The road curved through town and out again, and Esther left her in silent reflection for the rest of the drive. Her parents still lived in their country home just on the other side of town. She recognized the colorful lights over the porch and on the large pine in the front yard.
They pulled into the gravel drive, and Ashley turned off the engine. “We’re here.”
19
Esther
Esther pulled her bag from the car, still processing everything Ashley had shared on the ride over. She pressed a hand to her inner elbow, feeling a small sting, but the cut had mostly healed already. Which couldn’t be natural, but neither was the situation she was in.
She had a lot to process in general, and they hadn’t even set foot inside.

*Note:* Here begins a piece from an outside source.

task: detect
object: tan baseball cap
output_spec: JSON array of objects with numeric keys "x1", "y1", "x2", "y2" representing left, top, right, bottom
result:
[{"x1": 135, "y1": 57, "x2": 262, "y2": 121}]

“Do you want to be Romanian or another foreign Ph.D. candidate in microbiology like myself?” Ashley paused next to her open car door. “Or was it environmental science? Crap, I forgot what my Ph.D. program was.”
“What? Why would I be Romanian?” Standing in front of Ashley’s parents’ house with a suitcase ready to pretend to be their daughter’s girlfriend was already a huge ask on Esther’s acting skills. She’d never dated a woman before and certainly didn’t go home to visit the parents.
“Well, I’ve been in Romania this whole time—as you remember—so that’s where I would have met you. Long-distance seems too difficult.” Ashley laughed. “It’s just occurring to me now. We spent so much time working on making sure I looked human, we forgot to figure out our backstory.”
Esther froze, her hand on the door to the car. They didn’t have a backstory. How could they have missed something so obvious?